Let $A=\{0,1,2\}$ and $B=\{3,5,7,9\} .$ Let $f=\{(x, y): x \in A, y \in B$ and $y=2 x+3\} .$
Write f as a set of ordered pairs. Show that f is function from A to B. Find dom (f) and range (f).
Given: $A=\{0,1,2\}$ and $B=\{3,5,7,9\}$
$f=\{(x, y): x \in A, y \in B$ and $y=2 x+3\}$
For $x=0$
$y=2 x+3$
$y=2(0)+3$
$y=3 \in B$
For $x=1$
$y=2 x+3$
$y=2(1)+3$
$y=5 \in B$
For $x=2$
$y=2 x+3$
$y=2(2)+3$
$y=7 \in B$
$\therefore f=\{(0,3),(1,5),(2,7)\}$
(0, 5), (0, 7), (0, 9), (1, 3), (1, 7), (1, 9), (2, 3), (2, 5), (2, 9) are not the members of ‘f’ because they are not satisfying the given condition y = 2x + 3
Now, we have to show that f is a function from A to B
Function:
(i) all elements of the first set are associated with the elements of the second set.

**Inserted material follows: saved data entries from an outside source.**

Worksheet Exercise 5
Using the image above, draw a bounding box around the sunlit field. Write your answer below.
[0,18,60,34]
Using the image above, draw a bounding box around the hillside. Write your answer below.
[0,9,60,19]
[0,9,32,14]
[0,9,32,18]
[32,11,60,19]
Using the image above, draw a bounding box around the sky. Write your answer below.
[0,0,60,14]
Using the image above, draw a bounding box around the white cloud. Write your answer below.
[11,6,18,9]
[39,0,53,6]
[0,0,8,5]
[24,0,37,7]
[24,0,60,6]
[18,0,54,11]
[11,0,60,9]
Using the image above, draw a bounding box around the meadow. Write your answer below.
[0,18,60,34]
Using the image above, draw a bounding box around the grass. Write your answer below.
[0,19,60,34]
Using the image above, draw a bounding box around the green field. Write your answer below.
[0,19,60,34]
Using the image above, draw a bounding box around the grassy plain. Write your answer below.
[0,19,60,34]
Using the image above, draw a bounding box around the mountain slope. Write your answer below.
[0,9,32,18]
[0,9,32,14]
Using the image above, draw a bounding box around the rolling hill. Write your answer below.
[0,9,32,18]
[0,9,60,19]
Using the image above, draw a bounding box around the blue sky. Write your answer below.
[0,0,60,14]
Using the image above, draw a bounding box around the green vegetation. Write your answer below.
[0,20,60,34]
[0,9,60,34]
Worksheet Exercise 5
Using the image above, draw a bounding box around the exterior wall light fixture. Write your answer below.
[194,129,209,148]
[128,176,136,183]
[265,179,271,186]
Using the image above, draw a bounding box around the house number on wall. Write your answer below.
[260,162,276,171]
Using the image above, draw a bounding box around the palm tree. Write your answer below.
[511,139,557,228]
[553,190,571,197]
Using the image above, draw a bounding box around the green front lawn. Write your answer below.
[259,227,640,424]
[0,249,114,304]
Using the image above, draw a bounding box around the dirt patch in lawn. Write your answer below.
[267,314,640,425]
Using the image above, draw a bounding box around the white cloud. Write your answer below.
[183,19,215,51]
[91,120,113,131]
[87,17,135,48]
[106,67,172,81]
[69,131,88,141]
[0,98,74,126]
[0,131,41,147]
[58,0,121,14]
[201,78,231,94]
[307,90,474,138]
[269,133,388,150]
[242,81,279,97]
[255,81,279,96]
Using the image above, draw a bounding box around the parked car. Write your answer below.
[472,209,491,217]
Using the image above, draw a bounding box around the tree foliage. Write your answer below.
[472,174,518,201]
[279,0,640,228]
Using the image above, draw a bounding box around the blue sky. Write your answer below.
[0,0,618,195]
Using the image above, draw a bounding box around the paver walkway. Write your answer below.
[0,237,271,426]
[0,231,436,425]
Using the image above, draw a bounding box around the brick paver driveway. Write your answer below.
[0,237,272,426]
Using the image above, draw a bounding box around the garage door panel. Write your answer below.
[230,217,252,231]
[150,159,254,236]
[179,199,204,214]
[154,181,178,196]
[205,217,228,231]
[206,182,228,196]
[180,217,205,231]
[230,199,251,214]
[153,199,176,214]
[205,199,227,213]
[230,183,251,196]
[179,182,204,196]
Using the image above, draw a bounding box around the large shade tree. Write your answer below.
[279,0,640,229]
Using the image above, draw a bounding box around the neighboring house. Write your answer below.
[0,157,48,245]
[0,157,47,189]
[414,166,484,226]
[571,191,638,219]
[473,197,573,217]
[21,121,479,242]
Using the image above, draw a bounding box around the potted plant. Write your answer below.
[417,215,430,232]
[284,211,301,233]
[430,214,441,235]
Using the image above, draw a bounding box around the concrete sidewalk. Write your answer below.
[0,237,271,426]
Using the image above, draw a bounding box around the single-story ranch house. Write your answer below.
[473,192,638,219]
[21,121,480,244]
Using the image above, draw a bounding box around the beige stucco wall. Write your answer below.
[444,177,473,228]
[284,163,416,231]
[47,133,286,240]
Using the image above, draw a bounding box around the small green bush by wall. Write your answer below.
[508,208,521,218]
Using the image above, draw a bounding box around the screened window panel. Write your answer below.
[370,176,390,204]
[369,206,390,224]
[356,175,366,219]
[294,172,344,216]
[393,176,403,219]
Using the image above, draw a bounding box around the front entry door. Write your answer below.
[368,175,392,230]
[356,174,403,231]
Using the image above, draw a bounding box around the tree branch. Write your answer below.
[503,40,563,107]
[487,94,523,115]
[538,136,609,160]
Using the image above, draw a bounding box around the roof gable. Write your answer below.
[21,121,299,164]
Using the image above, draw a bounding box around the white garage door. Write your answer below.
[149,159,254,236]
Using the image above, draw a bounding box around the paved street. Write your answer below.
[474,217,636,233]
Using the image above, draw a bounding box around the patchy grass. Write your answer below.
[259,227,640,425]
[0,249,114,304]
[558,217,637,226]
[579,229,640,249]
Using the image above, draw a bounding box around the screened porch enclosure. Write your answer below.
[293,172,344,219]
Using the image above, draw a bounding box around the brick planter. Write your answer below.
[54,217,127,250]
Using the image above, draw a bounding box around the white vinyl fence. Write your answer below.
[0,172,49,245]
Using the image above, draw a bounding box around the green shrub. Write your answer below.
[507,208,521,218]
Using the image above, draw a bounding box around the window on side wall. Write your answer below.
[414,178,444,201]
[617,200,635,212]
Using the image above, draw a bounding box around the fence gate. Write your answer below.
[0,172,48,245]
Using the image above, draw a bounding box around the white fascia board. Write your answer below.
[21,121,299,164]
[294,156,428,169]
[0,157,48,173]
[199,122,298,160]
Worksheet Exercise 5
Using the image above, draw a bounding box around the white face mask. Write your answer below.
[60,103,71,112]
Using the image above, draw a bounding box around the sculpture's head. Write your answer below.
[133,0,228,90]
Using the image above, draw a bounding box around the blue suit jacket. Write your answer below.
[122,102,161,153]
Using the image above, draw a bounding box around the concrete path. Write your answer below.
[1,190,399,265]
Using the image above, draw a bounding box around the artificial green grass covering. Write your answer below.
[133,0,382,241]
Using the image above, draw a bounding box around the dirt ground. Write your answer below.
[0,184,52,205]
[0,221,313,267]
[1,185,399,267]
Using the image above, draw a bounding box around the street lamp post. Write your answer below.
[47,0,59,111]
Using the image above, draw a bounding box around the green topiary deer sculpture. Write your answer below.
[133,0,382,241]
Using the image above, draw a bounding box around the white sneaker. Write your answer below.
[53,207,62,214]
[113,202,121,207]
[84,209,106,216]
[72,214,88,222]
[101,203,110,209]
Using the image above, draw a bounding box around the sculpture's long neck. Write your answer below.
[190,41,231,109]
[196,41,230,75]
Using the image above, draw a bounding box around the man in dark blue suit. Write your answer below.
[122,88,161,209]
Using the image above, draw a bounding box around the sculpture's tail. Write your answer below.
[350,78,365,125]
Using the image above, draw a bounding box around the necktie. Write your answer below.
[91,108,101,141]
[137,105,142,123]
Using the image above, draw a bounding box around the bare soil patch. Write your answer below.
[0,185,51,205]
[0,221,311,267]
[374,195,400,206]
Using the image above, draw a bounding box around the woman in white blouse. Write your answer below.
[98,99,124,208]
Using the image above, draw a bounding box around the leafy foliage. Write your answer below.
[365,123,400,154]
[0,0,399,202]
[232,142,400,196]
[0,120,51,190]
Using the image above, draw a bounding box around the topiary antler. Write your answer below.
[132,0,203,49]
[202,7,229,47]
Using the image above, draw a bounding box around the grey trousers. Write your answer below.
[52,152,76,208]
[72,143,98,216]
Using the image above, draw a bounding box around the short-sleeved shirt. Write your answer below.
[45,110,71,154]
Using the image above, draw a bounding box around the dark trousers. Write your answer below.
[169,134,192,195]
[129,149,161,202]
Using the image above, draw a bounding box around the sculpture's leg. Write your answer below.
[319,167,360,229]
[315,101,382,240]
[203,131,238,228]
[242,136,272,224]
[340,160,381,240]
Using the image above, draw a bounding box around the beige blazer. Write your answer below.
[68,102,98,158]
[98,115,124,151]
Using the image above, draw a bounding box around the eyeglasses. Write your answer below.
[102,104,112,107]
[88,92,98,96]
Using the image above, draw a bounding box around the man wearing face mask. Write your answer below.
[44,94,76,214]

(ii) An element of the first set has a unique image in the second set.
$f=\{(0,3),(1,5),(2,7)\}$
Here, (i) all elements of set $A$ are associated with an element in set $B$.
(ii) an element of set $A$ is associated with a unique element in set $B$.
$\therefore \mathrm{f}$ is a function.
Dom (f) = 0, 1, 2
Range (f) = 3, 5, 7